Dragon Boat Championships Concludes in Toronto
It was a busy third day of competition as more than 40 races took place the 2011 ICF Dragon Boat World Championships at Marilyn Bell Park Watercourse near downtown Toronto on Lake Ontario.
DAY 3 - SATURDAY 23 JULY 2011
Qualfying heats took place in the morning and 11 medals were awarded for finals in Junior, Corporate Community, Senior and Master 500 m categories at the end of the day. The 2000 metre pursuit races were a source of great excitement as boats battled it out around turns and overtook one another to achieve the best possible time. Paddlers came off the water exhausted after completing the endurance event.
Dr. Don McKenzie, was on site to present honorary medals to The Breast Cancer Survivor team. The medals were awarded for an ICF Exhibition event. Dr. McKenzie is the leader of an international movement know as “Abreast in a Boat.” Dr. McKenzie did research in the late 1990s to show the benefits of physical activity for cancer survivors and to disprove a misconception that they were at risk of developing lymphedemia because of exercise. He involved cancer survivors in dragon boating for the study which lead to a world-wide movement of cancer survivors participating in dragon boat. The Breast Cancer Survivor team greeted Dr. McKenzie with hugs to express their gratitude for his research work has lead so many cancer survivors to the sport. Dr. McKenzie has been an active paddler for his entire life and is the doctor for Canadian CanoeKayak team.

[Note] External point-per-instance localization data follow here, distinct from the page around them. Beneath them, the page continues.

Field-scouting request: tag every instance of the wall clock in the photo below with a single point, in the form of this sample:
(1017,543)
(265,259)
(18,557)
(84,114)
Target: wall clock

It was an emotional day on the watercourse for the Toronto Police Crime Waves. The team participated raced in the community corporate cup category in memory of their fallen colleague and a former dragon boat paddler, Sgt. Ryan Russell.
DAY 4 – SUNDAY 24 JULY 2011
For the first time in its history, dragon boat races for paddlers with intellectual disabilities were included in the world championships. Six teams from Canadian clubs North Bay, Rideau, Carleton Place, Balmy Beach and National Dragon boat Club competed in the 10-seater event. At least two-thirds of each boat was composed of athletes with intellectual disabilities. Participation in the event was supported by CanoeKayak Canada’s PaddleAll program and is part of the International Canoe Federation’s effort to make paddling accessible to everyone.